Desde lo alto observabas las hojas amontonadas en lo más hondo del barranco. Una buena parte de ellas eran de castaños y robles. Emitían destellos al caer rayos de luz del mediodía sobre el fondo sombrío y cavernoso. Entre los matorrales se movían algunos mirlos. Se deslizaban a ras de tierra produciendo chillidos nerviosos. Movía el viento los árboles y provocaba que las ramas se rozasen unas con otras generando un sonido similar al aleteo de aves de mediano tamaño. Delante de tu campo visual, un círculo que desprendía una gran calma, una envolvente quietud a cuyo centro te dirigías.
Cuando te situaste en él, experimentaste la extraordinaria sensación de ser un elemento más dentro del paraje que te rodeaba, como si el paisaje te hubiese engullido y te hubiera transformado en una figura vegetal, humana o animal. Te habías dejado llevar, pero aún no sabías si deberías haberte dejado caer todavía más abajo, tanto como para llegar a perder la consistencia de ti mismo, de fundirte totalmente con el barro del terraplén, hasta sentir la hermandad con la grasa de la tierra abrazando tu mente. Más allá aún de todo esto, te moviste y después te recostaste contra el tronco de un carballo: «¿Cuántas veces te demoraste en este socavón al regresar de la escuela o siendo ya mozo cuando buscabas castaños pequeños para replantar?», te preguntas, y mientras tanto empezabas a sentir la agradable sensación de andar al aire libre, con la caricia ocasional de una tibia brisa que te refrescaba la cara, los brazos...
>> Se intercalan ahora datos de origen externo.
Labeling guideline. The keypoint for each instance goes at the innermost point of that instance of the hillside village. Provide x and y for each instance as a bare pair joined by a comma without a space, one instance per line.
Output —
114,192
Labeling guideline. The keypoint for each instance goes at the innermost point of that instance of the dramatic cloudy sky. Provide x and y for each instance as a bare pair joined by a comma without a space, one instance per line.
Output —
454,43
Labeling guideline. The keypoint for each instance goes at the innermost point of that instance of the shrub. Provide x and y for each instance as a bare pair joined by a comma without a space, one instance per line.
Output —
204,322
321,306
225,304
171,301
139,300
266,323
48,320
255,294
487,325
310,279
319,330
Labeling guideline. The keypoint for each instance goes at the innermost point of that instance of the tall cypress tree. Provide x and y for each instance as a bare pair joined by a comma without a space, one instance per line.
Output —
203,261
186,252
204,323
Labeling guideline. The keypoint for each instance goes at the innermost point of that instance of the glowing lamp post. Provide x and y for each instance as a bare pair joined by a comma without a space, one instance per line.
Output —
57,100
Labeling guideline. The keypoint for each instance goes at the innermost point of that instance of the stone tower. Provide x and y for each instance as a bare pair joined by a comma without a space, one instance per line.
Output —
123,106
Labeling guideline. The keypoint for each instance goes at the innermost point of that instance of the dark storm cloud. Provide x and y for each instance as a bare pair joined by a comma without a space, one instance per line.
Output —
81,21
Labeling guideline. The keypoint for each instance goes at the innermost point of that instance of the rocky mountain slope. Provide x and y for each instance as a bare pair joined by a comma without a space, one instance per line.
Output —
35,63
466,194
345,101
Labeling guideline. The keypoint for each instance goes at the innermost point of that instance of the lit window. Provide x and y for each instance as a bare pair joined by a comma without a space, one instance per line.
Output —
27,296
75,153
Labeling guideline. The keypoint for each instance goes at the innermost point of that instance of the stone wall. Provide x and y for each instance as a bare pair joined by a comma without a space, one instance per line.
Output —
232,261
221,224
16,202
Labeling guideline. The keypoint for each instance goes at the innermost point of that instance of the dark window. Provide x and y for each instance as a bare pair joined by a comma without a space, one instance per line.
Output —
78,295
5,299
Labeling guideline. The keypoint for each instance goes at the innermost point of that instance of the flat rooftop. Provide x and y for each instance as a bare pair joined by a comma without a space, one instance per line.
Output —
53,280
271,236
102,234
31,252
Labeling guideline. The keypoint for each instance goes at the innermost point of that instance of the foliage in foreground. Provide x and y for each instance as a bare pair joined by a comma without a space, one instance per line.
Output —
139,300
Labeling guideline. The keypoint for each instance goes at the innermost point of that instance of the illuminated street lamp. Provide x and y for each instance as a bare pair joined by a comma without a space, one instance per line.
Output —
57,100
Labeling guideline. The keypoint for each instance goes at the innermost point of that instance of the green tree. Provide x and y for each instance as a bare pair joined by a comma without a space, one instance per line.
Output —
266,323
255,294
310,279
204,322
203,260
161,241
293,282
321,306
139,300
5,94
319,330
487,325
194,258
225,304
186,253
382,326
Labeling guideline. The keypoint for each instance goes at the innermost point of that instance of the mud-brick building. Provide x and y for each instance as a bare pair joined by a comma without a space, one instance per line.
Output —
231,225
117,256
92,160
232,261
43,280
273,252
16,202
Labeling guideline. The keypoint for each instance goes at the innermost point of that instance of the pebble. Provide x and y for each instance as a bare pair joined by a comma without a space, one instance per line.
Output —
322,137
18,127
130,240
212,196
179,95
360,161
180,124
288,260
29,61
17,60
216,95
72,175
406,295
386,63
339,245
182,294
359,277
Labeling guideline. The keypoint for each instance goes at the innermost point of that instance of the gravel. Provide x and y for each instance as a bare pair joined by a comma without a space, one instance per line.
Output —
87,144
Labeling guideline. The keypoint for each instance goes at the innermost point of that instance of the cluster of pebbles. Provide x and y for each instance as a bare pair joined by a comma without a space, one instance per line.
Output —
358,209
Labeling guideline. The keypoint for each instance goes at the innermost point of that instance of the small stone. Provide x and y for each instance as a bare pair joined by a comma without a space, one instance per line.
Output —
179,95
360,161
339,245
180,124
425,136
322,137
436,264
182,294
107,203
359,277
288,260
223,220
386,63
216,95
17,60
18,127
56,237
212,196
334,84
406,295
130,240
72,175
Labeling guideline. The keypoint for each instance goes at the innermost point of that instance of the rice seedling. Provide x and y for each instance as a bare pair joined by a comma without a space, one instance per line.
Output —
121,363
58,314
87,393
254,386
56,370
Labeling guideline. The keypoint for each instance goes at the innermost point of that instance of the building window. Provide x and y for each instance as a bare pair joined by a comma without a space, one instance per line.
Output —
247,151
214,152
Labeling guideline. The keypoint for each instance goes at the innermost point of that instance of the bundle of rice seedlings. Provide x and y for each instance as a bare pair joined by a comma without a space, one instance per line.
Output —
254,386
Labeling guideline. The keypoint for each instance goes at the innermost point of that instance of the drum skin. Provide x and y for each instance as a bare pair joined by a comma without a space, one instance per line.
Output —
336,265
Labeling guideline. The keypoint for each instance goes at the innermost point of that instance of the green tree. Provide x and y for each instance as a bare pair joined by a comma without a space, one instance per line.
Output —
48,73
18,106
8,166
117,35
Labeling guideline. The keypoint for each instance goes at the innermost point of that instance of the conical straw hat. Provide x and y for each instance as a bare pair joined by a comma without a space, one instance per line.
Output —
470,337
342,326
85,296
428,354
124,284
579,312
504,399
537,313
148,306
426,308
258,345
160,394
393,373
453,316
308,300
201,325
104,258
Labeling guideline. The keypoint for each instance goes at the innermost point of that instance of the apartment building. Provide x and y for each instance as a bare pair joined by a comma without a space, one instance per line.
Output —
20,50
Te hallabas bastante lejos del cauce del río Coroño, pero el tono sombrío del lugar que ocupabas te hizo evocar el tramo final de su curso, por cuyas orillas desde hace un tiempo a esta parte campan a sus anchas perros sueltos ante la indiferencia de sus dueñas y dueños. Y rememoraste que en la última visita, las hojas colgaban de los árboles como las bombillas en la antigua fiesta de San Martiño, en la explanada del muelle de O Bodión. Por un instante, la inquietud invadió tu cuerpo. Mas pronto vino a socorrerte el tibio aire del bosque. Empezaste entonces a vagar y divagar hasta que acougaste en una piedra: nadie ama una roca, pero ahí estabas sobre ella. Los leves ritmos del granito ascendieron lentamente por tu médula hasta alcanzar el centro de tu sistema nervioso. Fue en ese instante cuando notaste la atracción del magnetismo del inveterado mineral. Y allí, sosegado, sin hacer nada lúdico, comprendiste que todo el contorno estaba invitándote a soñar, todo lo que abarcaba el arco de lo visible te invitaba a jugar, a bailar... «Esto es como la bella pequeñez del mundo», te dijiste.
Un poco más tarde, comenzaron a caer los recuerdos como si fueran las últimas hojas del otoño. Y mientras con un palo removías en el limo del arroyo de la memoria, se despertó ese otro que lleva tu nombre y que a veces te desobedece, para, sin tu permiso, espetarte: «¿Pueden los consumidores compulsivos de información conocer la felicidad» que se roza cuando se vive un largo período de tiempo apartado del influjo de los mercenarios de la opinión pública? o ¿es esta felicidad estúpida, o lo es la incapacidad para acceder a ella?».
Y, francamente, no supiste que responder. Solo después de un prolongado silencio fuiste quien de balbucear: «Sea como fuere, lo cierto es que me resultan un poco antipáticos esos que siempre andan presumiendo de lo felices y maravillosos que son. Me recuerdan a algunos pobres de la aldea que cuando compraban un porquiño lo paseaban todo el día de un lado para el otro cantando este estribillo: quiño, quiño, quiño!.»>.